Reprise du voyage
Tournant encore en rond avec son miel sous le bras, Elodie se décida à payer. En regardant l'heure, elle constata qu'une bonne demi-heure s'était écoulée. A la caisse, elle vit le quatre-quatre l'attendant près de la sortie. Amélie devait s'impatienter. Enfin un signe d'impatience pour les vacances !
La caissière parut surprise de voir son achat, et lui demanda d'un ton agressif :
-Z'avez trouvé ça où ?
-Ben, là-bas, tout au fond, avec deux pots de sirop d'érable et la marmelade.
-J'croyais qu'on était en rupture de stock... commenta la caissière en scannant enfin l'objet.
Elodie pesta contre les prix de ce qui s'achetait sur les autoroutes, et sortit enfin. Le quatre-quatre ne l'attendit pas, et partit faire un tour de parking. La jeune adulte ricana. Amélie commençait même à faire des blagues. L'esprit des vacances la visitait enfin ! L'autre travailla son coup de volant en faisant crisser les pneus, avant de revenir vite vers la copilote.
Peu avant que le véhicule n'arrive à hauteur de sa passagère, un homme sortit en courant du supermarché.
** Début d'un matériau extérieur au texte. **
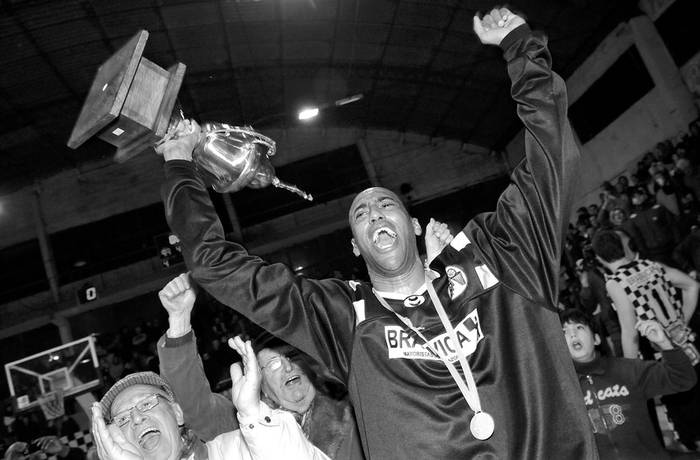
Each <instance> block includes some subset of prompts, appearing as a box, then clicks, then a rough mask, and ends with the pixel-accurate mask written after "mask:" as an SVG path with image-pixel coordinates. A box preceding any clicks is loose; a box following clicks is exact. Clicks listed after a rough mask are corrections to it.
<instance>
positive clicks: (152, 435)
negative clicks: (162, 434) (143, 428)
mask: <svg viewBox="0 0 700 460" xmlns="http://www.w3.org/2000/svg"><path fill="white" fill-rule="evenodd" d="M159 442H160V431H159V430H157V429H155V428H147V429H145V430H144V431H143V432H142V433H141V434H140V435H139V446H141V448H142V449H143V450H145V451H151V450H153V449H155V448H156V447H157V446H158V443H159Z"/></svg>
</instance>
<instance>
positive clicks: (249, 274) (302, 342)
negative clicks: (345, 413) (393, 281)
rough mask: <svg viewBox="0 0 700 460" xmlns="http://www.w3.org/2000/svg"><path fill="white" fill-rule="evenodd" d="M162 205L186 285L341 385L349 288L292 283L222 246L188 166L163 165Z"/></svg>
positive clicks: (283, 275) (203, 193)
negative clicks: (316, 368) (172, 235)
mask: <svg viewBox="0 0 700 460" xmlns="http://www.w3.org/2000/svg"><path fill="white" fill-rule="evenodd" d="M165 176H166V180H165V184H164V186H163V201H164V203H165V213H166V218H167V220H168V224H169V225H170V228H171V229H172V231H173V232H174V233H175V234H176V235H177V236H178V238H180V241H181V243H182V248H183V255H184V257H185V262H186V263H187V267H188V268H189V270H190V271H191V273H192V277H193V278H194V279H195V281H196V282H197V283H199V285H200V286H202V287H203V288H204V289H206V290H207V291H208V292H209V293H210V294H212V295H213V296H214V297H216V299H218V300H219V301H220V302H221V303H223V304H224V305H227V306H229V307H231V308H233V309H234V310H236V311H238V312H239V313H241V314H243V315H244V316H246V317H247V318H249V319H250V320H252V321H254V322H255V323H257V324H258V325H260V326H261V327H263V328H265V329H266V330H267V331H268V332H270V333H272V334H274V335H276V336H278V337H280V338H282V339H284V340H285V341H286V342H288V343H289V344H290V345H292V346H294V347H296V348H298V349H300V350H301V351H303V352H305V353H307V354H308V355H309V356H311V357H313V358H314V359H316V360H318V361H320V362H321V363H323V364H324V365H325V366H326V367H328V369H329V370H330V371H331V372H332V373H333V374H335V375H336V376H338V377H340V378H341V379H343V380H345V378H346V376H347V369H348V367H349V364H348V359H349V358H348V354H349V350H350V347H351V342H352V333H353V331H354V326H355V313H354V310H353V308H352V302H353V295H352V289H351V288H350V287H349V285H348V283H346V282H344V281H341V280H336V279H327V280H312V279H307V278H304V277H300V276H297V275H296V274H295V273H294V272H292V271H291V270H290V269H289V268H288V267H287V266H285V265H284V264H279V263H277V264H268V263H266V262H264V261H263V260H262V259H260V258H259V257H255V256H252V255H250V254H248V252H247V251H246V250H245V249H244V248H243V247H242V246H241V245H240V244H238V243H235V242H232V241H227V240H226V239H225V235H224V231H223V227H222V225H221V222H220V221H219V218H218V216H217V214H216V211H215V210H214V207H213V206H212V203H211V200H210V198H209V194H208V192H207V189H206V186H205V184H204V182H203V181H202V180H201V178H200V177H199V175H198V174H197V172H196V171H195V168H194V165H193V164H192V163H191V162H188V161H181V160H180V161H178V160H174V161H168V162H166V164H165Z"/></svg>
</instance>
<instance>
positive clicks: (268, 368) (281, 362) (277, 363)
mask: <svg viewBox="0 0 700 460" xmlns="http://www.w3.org/2000/svg"><path fill="white" fill-rule="evenodd" d="M282 360H285V361H287V362H291V361H290V359H289V358H288V357H286V356H284V355H280V356H275V357H274V358H272V359H271V360H269V361H268V362H267V364H265V365H264V366H262V367H261V369H263V370H265V369H267V370H269V371H272V372H274V371H276V370H278V369H281V368H282V365H283V364H284V363H283V361H282Z"/></svg>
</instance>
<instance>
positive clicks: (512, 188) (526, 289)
mask: <svg viewBox="0 0 700 460" xmlns="http://www.w3.org/2000/svg"><path fill="white" fill-rule="evenodd" d="M501 47H502V48H503V50H504V58H505V60H506V61H507V63H508V75H509V76H510V79H511V96H512V97H513V99H514V100H515V102H516V104H517V113H518V117H519V118H520V119H521V121H522V122H523V124H524V126H525V159H524V160H523V161H522V162H521V163H520V164H519V165H518V166H517V167H516V168H515V169H514V170H513V173H512V175H511V183H510V185H509V186H508V187H507V188H506V190H505V191H504V192H503V194H502V195H501V197H500V198H499V200H498V204H497V207H496V210H495V211H494V212H491V213H486V214H481V215H479V216H477V217H476V218H475V219H474V220H472V222H470V223H469V224H468V225H467V227H466V228H465V232H466V233H467V235H468V237H470V238H471V239H473V240H475V242H476V246H477V248H478V249H477V252H480V253H481V257H483V259H484V260H483V261H484V262H485V263H486V264H487V265H489V267H490V268H491V269H492V271H493V272H494V273H495V274H496V276H497V277H498V278H499V279H500V280H501V281H502V282H503V283H505V285H506V286H508V287H510V288H511V289H513V290H515V291H516V292H518V293H519V294H520V295H522V296H524V297H526V298H529V299H530V300H533V301H535V302H537V303H540V304H544V305H545V306H547V307H548V308H550V309H554V308H555V307H556V304H557V294H558V279H559V265H560V258H561V253H562V245H563V242H564V235H565V232H566V226H567V222H568V218H569V212H570V210H571V206H572V191H573V190H574V188H575V185H576V177H577V174H578V164H579V149H578V145H577V143H576V140H575V138H574V134H573V132H572V130H571V126H570V124H569V121H568V119H567V114H566V112H567V97H566V86H565V83H564V81H563V80H562V78H561V77H560V76H559V75H557V74H556V73H554V72H553V71H552V69H551V56H550V54H549V51H548V50H547V42H546V39H545V38H544V37H540V36H536V35H533V34H532V33H531V31H530V29H529V27H528V26H527V25H522V26H520V27H518V28H517V29H515V30H514V31H512V32H511V33H510V34H508V35H507V36H506V38H505V39H504V40H503V43H501Z"/></svg>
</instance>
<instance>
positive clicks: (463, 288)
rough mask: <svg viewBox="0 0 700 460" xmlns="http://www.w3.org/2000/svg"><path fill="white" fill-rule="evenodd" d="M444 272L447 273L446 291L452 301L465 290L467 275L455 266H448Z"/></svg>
mask: <svg viewBox="0 0 700 460" xmlns="http://www.w3.org/2000/svg"><path fill="white" fill-rule="evenodd" d="M445 272H446V273H447V280H448V283H449V286H448V288H447V289H448V292H449V294H450V299H452V300H454V299H455V298H457V297H459V295H460V294H462V293H463V292H464V291H465V290H466V289H467V284H468V282H467V274H466V273H464V270H462V268H461V267H458V266H457V265H448V266H447V267H446V268H445Z"/></svg>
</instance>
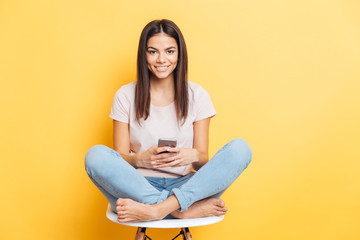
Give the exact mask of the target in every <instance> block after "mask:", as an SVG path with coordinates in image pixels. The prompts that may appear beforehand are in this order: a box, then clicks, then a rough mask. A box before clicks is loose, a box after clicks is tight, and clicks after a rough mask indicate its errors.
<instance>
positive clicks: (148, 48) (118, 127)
mask: <svg viewBox="0 0 360 240" xmlns="http://www.w3.org/2000/svg"><path fill="white" fill-rule="evenodd" d="M137 61H138V63H137V71H138V74H137V81H136V82H132V83H130V84H127V85H124V86H122V87H121V88H120V89H119V90H118V91H117V93H116V94H115V97H114V102H113V105H112V108H111V114H110V117H111V118H112V119H114V150H113V149H110V148H108V147H105V146H102V145H98V146H94V147H93V148H91V149H90V150H89V152H88V153H87V155H86V170H87V173H88V175H89V177H90V178H91V180H92V181H93V182H94V184H95V185H96V186H97V187H98V188H99V190H100V191H101V192H102V193H103V194H104V195H105V197H106V198H107V199H108V201H109V202H110V204H111V206H112V209H113V211H114V212H117V215H118V220H119V222H131V221H151V220H159V219H162V218H164V217H175V218H196V217H205V216H220V215H224V214H225V213H226V211H227V208H226V207H225V203H224V201H223V200H221V199H219V197H220V196H221V194H222V193H223V192H224V191H225V189H226V188H227V187H228V186H229V185H230V184H231V183H232V182H233V181H235V179H236V178H237V177H238V176H239V175H240V173H241V172H242V171H243V170H244V169H245V168H246V167H247V165H248V164H249V163H250V161H251V149H250V148H249V146H248V145H247V143H246V142H245V141H244V140H241V139H235V140H233V141H231V142H230V143H228V144H227V145H226V146H224V147H223V148H222V149H221V150H220V151H218V152H217V153H216V154H215V156H214V157H213V158H212V159H211V160H210V161H208V142H209V124H210V119H211V117H213V116H214V115H215V114H216V112H215V109H214V107H213V105H212V103H211V100H210V97H209V95H208V93H207V92H206V91H205V90H204V89H203V88H201V87H200V86H199V85H198V84H195V83H192V82H188V81H187V51H186V46H185V42H184V39H183V36H182V34H181V32H180V30H179V28H178V27H177V26H176V25H175V24H174V23H173V22H172V21H169V20H156V21H152V22H150V23H149V24H147V25H146V26H145V28H144V29H143V31H142V34H141V37H140V43H139V49H138V60H137ZM159 138H174V139H176V140H177V147H174V148H169V147H158V146H156V145H157V143H158V139H159ZM195 171H197V172H195Z"/></svg>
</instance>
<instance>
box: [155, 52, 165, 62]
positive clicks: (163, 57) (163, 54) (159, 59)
mask: <svg viewBox="0 0 360 240" xmlns="http://www.w3.org/2000/svg"><path fill="white" fill-rule="evenodd" d="M157 62H158V63H163V62H165V56H164V53H159V55H158V58H157Z"/></svg>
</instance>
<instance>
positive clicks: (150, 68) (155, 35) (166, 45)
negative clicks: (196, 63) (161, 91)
mask: <svg viewBox="0 0 360 240" xmlns="http://www.w3.org/2000/svg"><path fill="white" fill-rule="evenodd" d="M178 55H179V54H178V45H177V43H176V40H175V39H174V38H172V37H170V36H169V35H167V34H165V33H159V34H156V35H154V36H152V37H151V38H149V40H148V42H147V49H146V61H147V65H148V68H149V70H150V72H151V78H155V79H167V78H169V77H170V78H173V71H174V69H175V68H176V65H177V61H178Z"/></svg>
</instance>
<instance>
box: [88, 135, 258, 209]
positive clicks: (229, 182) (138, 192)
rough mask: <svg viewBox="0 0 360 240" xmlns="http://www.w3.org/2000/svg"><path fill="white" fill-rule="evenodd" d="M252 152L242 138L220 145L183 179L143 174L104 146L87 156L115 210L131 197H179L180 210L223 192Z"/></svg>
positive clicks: (105, 192)
mask: <svg viewBox="0 0 360 240" xmlns="http://www.w3.org/2000/svg"><path fill="white" fill-rule="evenodd" d="M251 157H252V151H251V149H250V147H249V145H248V144H247V143H246V142H245V141H244V140H242V139H234V140H232V141H231V142H229V143H228V144H226V145H225V146H224V147H223V148H221V149H220V150H219V151H218V152H217V153H216V154H215V155H214V156H213V157H212V158H211V159H210V160H209V161H208V162H207V163H206V164H205V165H204V166H203V167H202V168H200V170H199V171H197V172H196V173H195V174H189V175H186V176H184V177H180V178H154V177H143V176H142V175H141V174H140V173H139V172H138V171H137V170H136V169H135V168H134V167H132V166H131V165H130V164H129V163H128V162H126V161H125V160H123V159H122V157H121V156H120V154H119V153H117V152H116V151H114V150H113V149H111V148H108V147H106V146H103V145H97V146H94V147H92V148H91V149H90V150H89V151H88V153H87V154H86V157H85V168H86V171H87V173H88V175H89V177H90V179H91V180H92V181H93V183H94V184H95V185H96V187H97V188H99V190H100V191H101V192H102V193H103V194H104V195H105V197H106V198H107V199H108V201H109V202H110V204H111V206H112V210H113V211H115V208H116V200H117V199H118V198H131V199H133V200H135V201H137V202H141V203H145V204H155V203H159V202H162V201H164V200H165V199H167V198H168V197H169V196H170V195H171V194H175V196H176V197H177V199H178V201H179V203H180V206H181V211H183V210H186V209H187V208H188V207H189V206H190V205H191V204H193V203H194V202H196V201H199V200H201V199H204V198H208V197H215V198H219V197H220V196H221V194H222V193H223V192H224V191H225V190H226V189H227V188H228V187H229V186H230V185H231V183H233V182H234V181H235V180H236V178H237V177H238V176H239V175H240V174H241V173H242V172H243V171H244V170H245V169H246V167H247V166H248V164H249V163H250V161H251Z"/></svg>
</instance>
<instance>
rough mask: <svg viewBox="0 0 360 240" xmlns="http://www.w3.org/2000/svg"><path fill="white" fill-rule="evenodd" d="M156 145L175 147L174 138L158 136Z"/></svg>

Elodie se pétrifia, pressentant le drame. L'homme ne regardait pas devant lui, ni sur les côtés. Le bruit des freins attira son attention, trop tard. Le choc l'éjecta plus loin, tandis que le quatre-quatre s'arrêtait. L'homme n'avait pas été éjecté très loin. Quand le véhicule fut à l'arrêt, de ce qu'en voyait Elodie, il se trouvait au moins en partie sous une roue. La vision la glaça. La peur la musela.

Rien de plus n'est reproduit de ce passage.